23XI, Front Row seeking F1 financial information from Liberty Media
As the discovery process in the antitrust lawsuit brought by 23XI Racing and Front Row Motorsports continues, the teams want a Colorado (...)

As the discovery process in the antitrust lawsuit brought by 23XI Racing and Front Row Motorsports continues, the teams want a Colorado court to force Liberty Media to comply with a subpoena to produce financial information.
The teams filed a joint lawsuit against NASCAR in October. In addition to calling the sport a monopoly, they allege anticompetitive practices. The lawsuit stems from the 2025 charter agreement, which 23XI Racing and Front Row Motorsports did not sign.
Liberty Media owns Formula 1. There are no charters in Formula 1, however, there is a Concorde Agreement that originated in the 1980s, and has been frequently updated since. It is a contract between the race teams, the FIA, and Formula 1 covering how the sport is run from a commercial standpoint.
23XI and Front Row want to see documentation from January 1, 2016, through December 31, 2024. Those dates coincide with when Charter Agreements were first introduced in NASCAR.
The information they’re seeking includes:
· The percentage and types of revenue shared with or among league and teams
· The formula for splitting each category of revenue among the teams and league
· The amounts of revenue shared with or restrained by the league and the teams
· Documents that show the valuations of expansion or current teams
· The League Constitution, by-laws, and collective bargaining agreement
The teams claim their “subpoena to F1 seeks financial information relevant to providing antitrust injury and calculating the damages incurred by Plaintiffs under the well-accepted ‘yardstick’ measure of estimating damages in an antitrust litigation.” It goes on to say that “F1 has no valid basis for its refusal to produce the requested information. F1 has argued the requests are unduly burdensome, but Plaintiffs have made a compromise offer that substantially narrows their requests; Plaintiffs only seek discrete categories of financial information on ‘documents sufficient to show; basis and one agreement; and do not demand any custodial email searches for any F1 executives or employees.”
The subpoena was issued to Liberty Media on February 19, after the discovery process in the antitrust lawsuit began. However, Formula 1 refused to produce any documents, which led the counsel for 23XI and Front Row to meet with Formula 1’s counsel to narrow the requests to the five points listed above. Formula 1 continued to refuse during another meeting, which they requested, that was held on April 4.
“… and, instead, suggested that Plaintiffs should attempt to use Liberty Media’s 10-K public filings to ‘reverse engineer’ the requested financial data.” But the teams say those filings “only contain top-line total revenue numbers – they do not provide the revenue or types that F1 shares with its teams, nor the formula that F1 uses for splitting revenues between F1 and the teams.”
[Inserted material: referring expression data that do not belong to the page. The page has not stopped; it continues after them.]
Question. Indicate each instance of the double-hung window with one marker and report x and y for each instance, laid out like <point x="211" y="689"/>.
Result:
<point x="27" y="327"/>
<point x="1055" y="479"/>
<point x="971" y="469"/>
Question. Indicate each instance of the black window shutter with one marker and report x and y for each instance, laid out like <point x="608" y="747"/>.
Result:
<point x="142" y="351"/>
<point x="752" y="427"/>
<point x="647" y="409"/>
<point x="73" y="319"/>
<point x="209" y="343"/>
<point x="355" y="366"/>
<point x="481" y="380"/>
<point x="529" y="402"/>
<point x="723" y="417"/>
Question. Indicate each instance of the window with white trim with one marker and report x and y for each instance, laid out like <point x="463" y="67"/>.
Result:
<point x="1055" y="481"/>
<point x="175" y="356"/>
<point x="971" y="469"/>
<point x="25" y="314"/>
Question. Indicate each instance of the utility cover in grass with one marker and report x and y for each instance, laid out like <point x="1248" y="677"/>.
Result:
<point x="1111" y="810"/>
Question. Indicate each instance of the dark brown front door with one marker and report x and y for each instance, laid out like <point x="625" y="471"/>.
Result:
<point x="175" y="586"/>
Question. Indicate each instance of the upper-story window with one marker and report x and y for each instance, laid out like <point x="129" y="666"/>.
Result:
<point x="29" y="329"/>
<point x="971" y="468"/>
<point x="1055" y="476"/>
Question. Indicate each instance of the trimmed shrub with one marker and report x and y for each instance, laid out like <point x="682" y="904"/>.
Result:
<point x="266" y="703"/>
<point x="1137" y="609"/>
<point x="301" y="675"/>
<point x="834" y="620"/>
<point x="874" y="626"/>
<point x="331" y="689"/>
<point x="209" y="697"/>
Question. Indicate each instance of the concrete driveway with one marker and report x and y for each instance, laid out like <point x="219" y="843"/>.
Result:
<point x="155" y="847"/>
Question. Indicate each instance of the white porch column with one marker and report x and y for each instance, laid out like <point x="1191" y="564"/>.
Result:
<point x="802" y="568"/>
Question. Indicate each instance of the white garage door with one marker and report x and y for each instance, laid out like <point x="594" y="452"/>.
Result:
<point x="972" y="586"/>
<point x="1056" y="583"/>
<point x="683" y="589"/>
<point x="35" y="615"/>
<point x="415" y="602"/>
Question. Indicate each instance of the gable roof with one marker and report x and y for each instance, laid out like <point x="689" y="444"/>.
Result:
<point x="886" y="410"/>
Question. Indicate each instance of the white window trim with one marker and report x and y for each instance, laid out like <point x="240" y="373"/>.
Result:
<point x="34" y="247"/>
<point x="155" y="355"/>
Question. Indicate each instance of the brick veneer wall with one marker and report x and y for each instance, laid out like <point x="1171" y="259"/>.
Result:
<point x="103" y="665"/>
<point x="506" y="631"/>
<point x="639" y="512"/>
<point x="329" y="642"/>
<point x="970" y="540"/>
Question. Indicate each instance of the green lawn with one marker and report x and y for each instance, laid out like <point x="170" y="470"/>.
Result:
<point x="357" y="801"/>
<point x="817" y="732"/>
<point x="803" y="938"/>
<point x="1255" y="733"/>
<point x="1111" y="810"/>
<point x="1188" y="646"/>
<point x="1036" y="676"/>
23XI and Front Row also stated that it is common in antitrust cases for the revenues of Plaintiffs to be compared to those of others in a similar market. As such, Liberty Media is not the only sporting organization that 23XI and Front Row are seeking financial information from, as a motion was filed on March 31 to compel the NFL, NBA, and NHL to comply with subpoenas.
The fact discovery closes on June 30. The trial date is December 1.